What Causes the Onset of the Disease?
The trigger is usually some form of traumatic event such as extreme emotional disturbance, stress, sunburn, hormonal imbalance, or an infection. In some, certain prescription drugs seem to trigger the first onset of the disease. In these cases, discontinuation of the medication usually causes a complete reversal.

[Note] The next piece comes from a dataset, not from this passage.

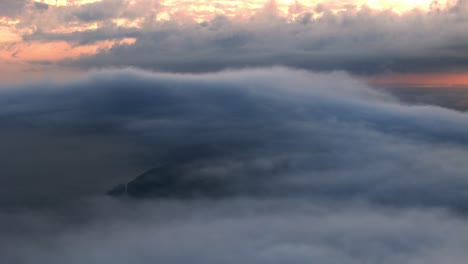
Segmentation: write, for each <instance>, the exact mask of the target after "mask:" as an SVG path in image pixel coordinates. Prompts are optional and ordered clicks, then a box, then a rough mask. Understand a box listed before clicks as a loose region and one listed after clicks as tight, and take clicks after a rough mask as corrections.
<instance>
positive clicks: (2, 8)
mask: <svg viewBox="0 0 468 264" xmlns="http://www.w3.org/2000/svg"><path fill="white" fill-rule="evenodd" d="M29 2H30V1H29V0H18V1H9V0H0V16H6V17H14V16H16V15H18V14H19V13H20V12H21V11H22V9H23V8H24V6H25V5H26V4H27V3H29Z"/></svg>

The symptoms of lupus vary from relatively mild to severe and life-altering. Many refer to managing the condition as "living with the wolf" (lupus in Latin means wolf). The most common symptoms of lupus are the following:
- swollen joints
- kidney problems
Of these, the fatigue and continuous inflammation have the greatest impact on quality of life, although the rash, especially if on the face, can often cause more psychological ailments such as loss of confidence and social anxiety. In some cases, the following symptoms are added to the burden of the disease:
- sensitivity to the sun
- chest pain
- hair loss
The treatment for lupus is tailored to fit the patient's needs, and is adjusted based on age, gender, severity of the disease, and general health. Common treatments include corticosteroids, non-steroidal anti-inflammatory drugs (NSAIDs), and antimalarials (drugs initially developed to fight malaria that have also proven effective in helping prevent flare-ups in some lupus patients). While all three of these medication types can do much to help treat and prevent lupus flare-ups, they all have unfortunate side-effects. Corticosteroids, the most common treatment, can cause weight gain, mood-swings, and swelling. In addition, prolonged usage, such as is necessary in treating a chronic condition such as lupus, can be very dangerous and can damage the arteries, as well as causing hypertension and osteoporosis. NSAIDS and antimalarials both carry their own risks, including upset stomach, diarrhea, and in rare cases, inflammation of the liver and kidney or retinal damage. Sadly, these treatments, despite their dangers and price, are often not enough. A big part of treatment is acceptance and learning to deal with what can't be changed, and trying to make the best of a difficult situation.